# COREL DRAW- Extrudierte Motive als Bogen darstellen! HILFE!



## Flyrus (23. März 2007)

Hey Leute, 
bin ja schon länger mit Corel Draw 13 vertraut, jedoch stoßt jedermal so an seine Grenzen!
Hoff ihr könnt mir helfen, bitttteeeeeee:-D!

Ich will ein extrudiertes Objekt z.b ein Stern( siehe Anhang) so gestallten das er nicht, wie normal nur nach hinten geht,sondern seine Form beibehält jedoch einen leichten Bogen macht!
Hab diese Funktion auf nem Bild gesehn und würde gern, dies auch an meinem Motiv anwenden!

Hoffe es kann mir da jemand helfen!

Vielen Dank schon mal im Vorraus:-D


----------



## Jan-Frederik Stieler (23. März 2007)

Hi,
also ich denke mal das das nicht über eine Extrudierfunktion, sondern von Hand gezeichnet wurde. Was hält dich davon ab das auch von Hand zu machen? Ist doch nicht viel Arbeit.

Viele GRüße udn eine geruhsamme Nacht.


----------



## Flyrus (23. März 2007)

Hi, vielen danke für die Antwort, bloß das Problem ist folgendes: 

Bei einem Stern als Motiv könnte man dies ja noch machen, aber ich will das ganze ja mit einem anderen Motiv machen(siehe Anhnag)( der Stern war nur als Beispiel)!
Und dieses Motiv ist ja wie mann sieht um einiges komplizierter als ein Stern, und dort alle Linien zu machen und beim Schattieren auch nichts zu vergessen, is den wohl schwieriger!

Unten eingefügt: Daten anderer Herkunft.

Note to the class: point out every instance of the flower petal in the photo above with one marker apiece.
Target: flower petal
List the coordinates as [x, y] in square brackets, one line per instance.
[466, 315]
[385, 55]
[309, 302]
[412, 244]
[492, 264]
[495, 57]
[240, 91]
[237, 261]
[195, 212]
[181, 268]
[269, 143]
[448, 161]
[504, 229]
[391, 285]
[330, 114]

Dachte diese Funktion könnt mir die Arbeit erleichtern.

Aber es kann doch nich sein das Corel diese Funkion nicht bedacht hat oder?

Mfg Flyrus


----------



## Jan-Frederik Stieler (29. März 2007)

Hi,
also ich muß dazu sagen das ich nicht mit CD arbeite.
Aber ich denke nicht das das unterstütz wird. Die Extrudierfunktionen in Vektorprogrammen sind in der Regel etwas simpel gehalten. Einfacher geht sowas in einem 3d Programm.

Gruß


----------



## Flyrus (4. April 2007)

Hi vielen Dank für die Antwort!
Ich kenn mich mit 3D Programmen noch nich so gut aus, kann man da auch mit Vektoren arbeiten, weil dies ist mir sehr wichtig


----------



## Jan-Frederik Stieler (4. April 2007)

Ja, es gibt Renderer die das können.
Blender is tein freeware 3D programm. ich weiß jedoch nicht ob es für diesen einen Vektorrenderer gibt.
Hast du ein 3D Programm zur Verfügung?


----------



## Flyrus (8. April 2007)

Hi, ehm persönlich habe ich keins, wiel ich ja zuvor noch keins benötigt habe. Ich habe aber n Kumpel der mit sonen 3D Programmen rumspielt. Er hat glaub ich Poser und Maya oder so


----------



## Jan-Frederik Stieler (8. April 2007)

also mit Maya ist das kein Problem da dies ein Vektorrenderer dabei hat. Poser ist ja ansich nur für die Erstellung von Personen gedacht.
Aber wenn dein Freund mit Maya arbeitet wird er dir da sicherlich weiterhelfen können.
http://www.tutorials.de/forum/autodesk-maya-ehemals-alias/241556-zu-dumm-zum-extrudieren.html
http://www.tutorials.de/forum/autodesk-maya-ehemals-alias/264654-gerades-objekt-biegen.html

Viele Grüße


----------



## Friedel5 (19. Dezember 2007)

Hallo Flyrus,

eigentlich ganz einfach!
Verpasse dem extrudierten objekt eine Hülle.
Die kannnst du dann nach Herzenslust verbiegen.

Gruß
Friedel


----------